He went on to state that the payment for those retiring in 2023 will be included in the 2023 budget to be presented during the last quarter of this year, “so those in 2023 will also be paid their payment.”
The prime minister’s announcement came even while the nation was not informed that he had received recommendations from the broad-based advisory committee headed by economist Dr Spencer Thomas to provide technical advice and general guidance on this issue.
During a national address in April, Dr Mitchell said the committee “will get to work immediately to look at all aspects of the implications of this pension issue, and to make specific recommendations for the government to consider. The government expects that it will have actionable recommendations within three months.”
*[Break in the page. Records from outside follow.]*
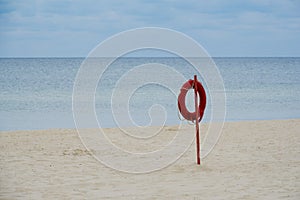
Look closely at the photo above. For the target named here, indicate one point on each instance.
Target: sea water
(36, 93)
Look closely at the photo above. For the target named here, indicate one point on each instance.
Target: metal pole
(197, 120)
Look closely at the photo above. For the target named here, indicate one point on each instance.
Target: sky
(71, 28)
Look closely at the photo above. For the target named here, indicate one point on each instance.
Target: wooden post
(197, 120)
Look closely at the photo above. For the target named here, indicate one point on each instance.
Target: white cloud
(89, 22)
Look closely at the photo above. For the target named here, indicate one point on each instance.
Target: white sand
(252, 160)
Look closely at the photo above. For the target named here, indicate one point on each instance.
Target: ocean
(36, 93)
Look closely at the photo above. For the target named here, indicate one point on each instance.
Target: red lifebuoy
(191, 116)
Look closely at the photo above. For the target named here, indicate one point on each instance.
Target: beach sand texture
(252, 160)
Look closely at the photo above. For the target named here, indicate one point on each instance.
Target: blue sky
(62, 28)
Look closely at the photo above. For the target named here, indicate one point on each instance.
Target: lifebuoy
(191, 116)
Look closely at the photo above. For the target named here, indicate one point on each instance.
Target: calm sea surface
(36, 93)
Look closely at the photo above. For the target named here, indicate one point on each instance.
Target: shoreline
(171, 125)
(252, 159)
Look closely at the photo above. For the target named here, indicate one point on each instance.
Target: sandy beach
(252, 160)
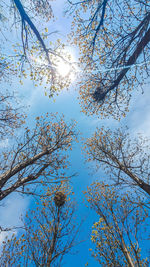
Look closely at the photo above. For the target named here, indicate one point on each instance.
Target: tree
(49, 232)
(126, 159)
(113, 38)
(37, 156)
(11, 117)
(32, 53)
(118, 233)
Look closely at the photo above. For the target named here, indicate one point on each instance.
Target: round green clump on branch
(59, 199)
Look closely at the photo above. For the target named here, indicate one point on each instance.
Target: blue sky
(67, 103)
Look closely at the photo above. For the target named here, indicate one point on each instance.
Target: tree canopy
(113, 38)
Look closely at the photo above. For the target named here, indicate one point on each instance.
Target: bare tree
(38, 157)
(10, 115)
(31, 52)
(113, 37)
(120, 229)
(126, 159)
(49, 233)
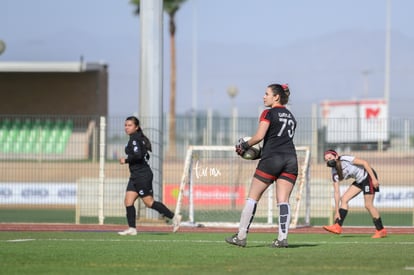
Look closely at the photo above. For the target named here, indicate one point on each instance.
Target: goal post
(214, 186)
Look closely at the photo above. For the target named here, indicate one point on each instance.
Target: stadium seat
(35, 136)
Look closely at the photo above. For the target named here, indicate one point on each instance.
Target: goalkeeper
(278, 163)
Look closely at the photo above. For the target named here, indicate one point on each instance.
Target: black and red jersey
(279, 136)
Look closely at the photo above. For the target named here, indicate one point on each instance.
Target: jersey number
(287, 123)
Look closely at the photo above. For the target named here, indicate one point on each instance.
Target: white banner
(38, 193)
(388, 197)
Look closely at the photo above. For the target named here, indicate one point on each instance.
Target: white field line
(200, 241)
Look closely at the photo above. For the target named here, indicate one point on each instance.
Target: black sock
(131, 216)
(162, 209)
(342, 214)
(378, 223)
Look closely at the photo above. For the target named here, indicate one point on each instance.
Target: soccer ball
(253, 152)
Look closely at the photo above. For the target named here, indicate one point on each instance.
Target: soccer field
(27, 252)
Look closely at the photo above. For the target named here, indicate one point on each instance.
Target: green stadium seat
(35, 136)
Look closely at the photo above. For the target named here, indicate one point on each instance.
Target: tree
(170, 7)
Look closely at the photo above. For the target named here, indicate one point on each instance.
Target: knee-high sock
(284, 220)
(131, 216)
(246, 218)
(162, 209)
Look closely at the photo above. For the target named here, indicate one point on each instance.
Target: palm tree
(170, 7)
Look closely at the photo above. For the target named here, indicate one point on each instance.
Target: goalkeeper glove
(241, 147)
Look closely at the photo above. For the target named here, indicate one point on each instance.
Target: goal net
(215, 183)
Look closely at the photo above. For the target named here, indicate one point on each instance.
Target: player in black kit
(278, 163)
(140, 181)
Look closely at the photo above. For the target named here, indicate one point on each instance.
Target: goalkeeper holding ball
(278, 163)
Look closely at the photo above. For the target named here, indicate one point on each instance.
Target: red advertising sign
(204, 194)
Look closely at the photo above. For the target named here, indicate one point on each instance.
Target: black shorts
(366, 185)
(141, 184)
(280, 166)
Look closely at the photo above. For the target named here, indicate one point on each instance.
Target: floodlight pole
(150, 86)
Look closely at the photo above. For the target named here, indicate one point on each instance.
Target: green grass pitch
(201, 253)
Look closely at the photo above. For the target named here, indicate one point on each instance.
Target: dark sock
(162, 209)
(342, 214)
(131, 216)
(378, 223)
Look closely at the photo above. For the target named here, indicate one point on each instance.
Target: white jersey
(350, 170)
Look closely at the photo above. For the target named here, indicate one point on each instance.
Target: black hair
(338, 166)
(135, 120)
(282, 90)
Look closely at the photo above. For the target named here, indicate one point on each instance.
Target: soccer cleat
(176, 222)
(130, 231)
(280, 244)
(235, 240)
(380, 234)
(336, 228)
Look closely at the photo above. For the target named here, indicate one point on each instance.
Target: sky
(108, 31)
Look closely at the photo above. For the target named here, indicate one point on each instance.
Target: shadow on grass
(296, 245)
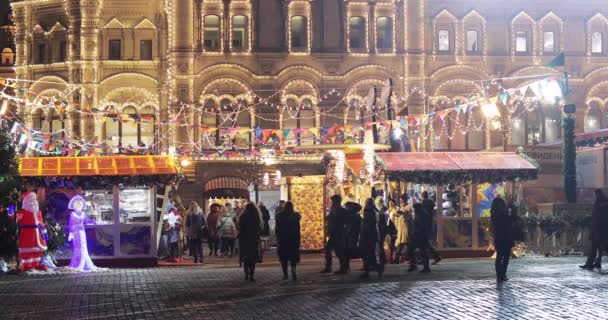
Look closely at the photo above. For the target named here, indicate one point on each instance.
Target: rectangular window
(521, 41)
(239, 32)
(134, 206)
(384, 33)
(472, 41)
(145, 50)
(549, 42)
(41, 53)
(115, 50)
(444, 40)
(100, 206)
(597, 45)
(211, 32)
(356, 33)
(299, 28)
(63, 49)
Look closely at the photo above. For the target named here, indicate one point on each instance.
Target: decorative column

Consequently, the PWU in a June 07 press release said that it will not accept these declarations made on political platforms “as truthful or professional” and accordingly awaits “official correspondence, either through our legal representative or directly from the administration in relation to any action taken stemming from the court judgment.”
The Union noted that since the March 29 judgment, its attorneys sent correspondences to the Government of Grenada on three occasions during the month of May requesting data regarding the Government’s liability to the workers and for the Government to immediately start paying new retirees, as a demonstration of good faith and sound jurisprudence.
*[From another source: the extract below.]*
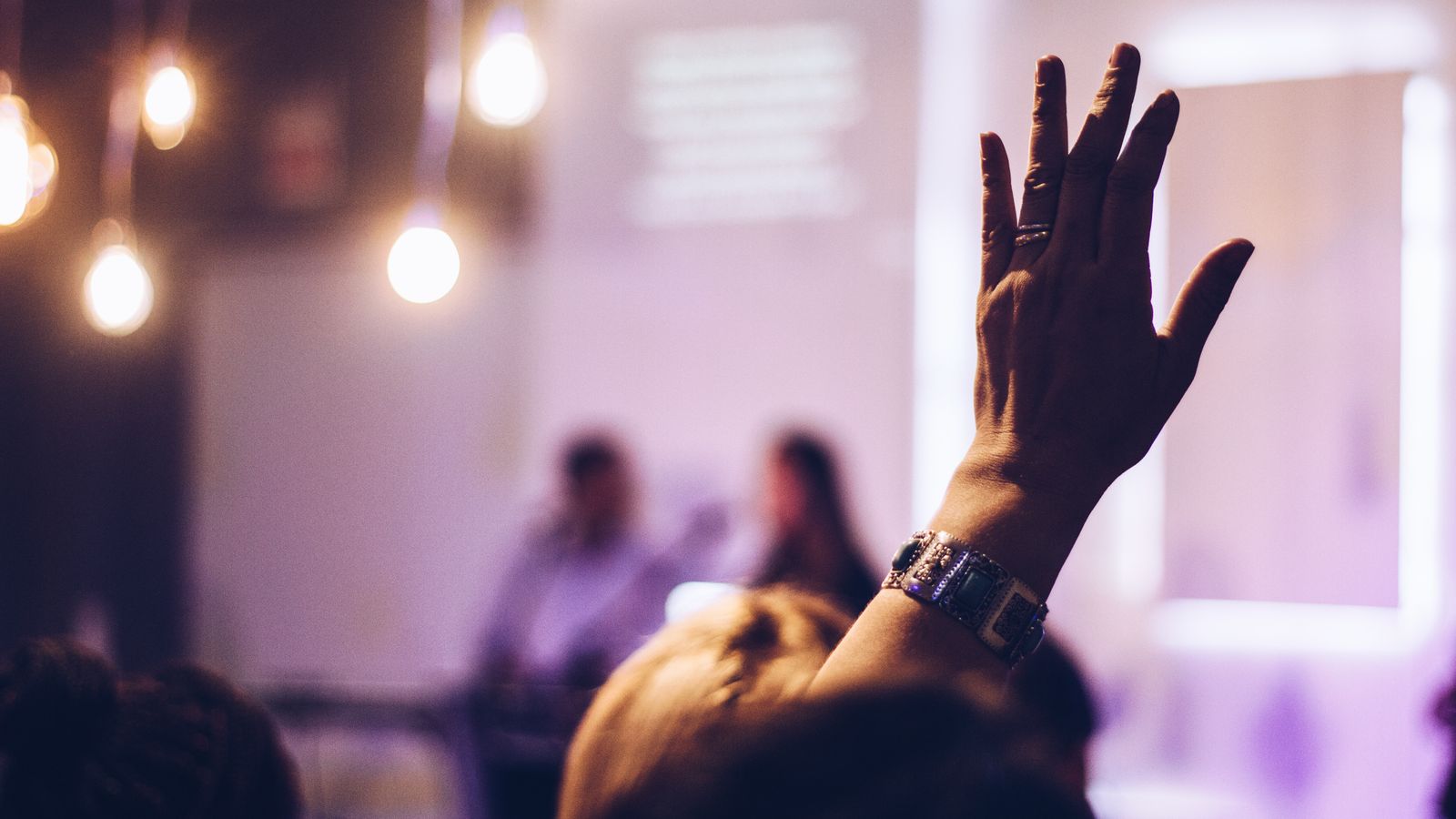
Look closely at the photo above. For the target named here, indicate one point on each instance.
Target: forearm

However, the release said “To date, neither our union nor our lawyers have received a time sensitive commitment from the Government of Grenada on paying pension or honoring the court ruling. Conversely, the union has gotten wind of declarations on the political platform by senior members of the ruling administration of an intent to pay the said pension.”
Recalling the Memorandum of Understanding (MOU) of 2018 that the three major trade unions signed on the eve of general elections but it was not honoured thereafter, the PWU said it “will not allow our workers to be sacrificed at the altar of political expediency.”
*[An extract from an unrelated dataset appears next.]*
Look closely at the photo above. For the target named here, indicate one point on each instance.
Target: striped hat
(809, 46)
PWU president Brian Grimes explained to this newspaper that the MOU was to restore pension and gratuity by the incoming government but the NNP administration reneged on the MOU which led to workers engaging in protest and the subsequent docking of salaries.
Notably, there was also a disagreement on how gratuity should be calculated with the unions saying its 25% and the government saying its 2%. All this led to the unions to bring a class action suit against the Government on the matter resulting in the March 29 judgement.
“It was a horrific experience and it was poor relations. There is not healing even in 2022 on the way government treated with workers during that period,” Grimes said Wednesday.
Therefore learning from that experience, the union in the release, called on “government to immediately certify its declarations professionally, by communicating to the relevant parties regarding this extremely serious matter.”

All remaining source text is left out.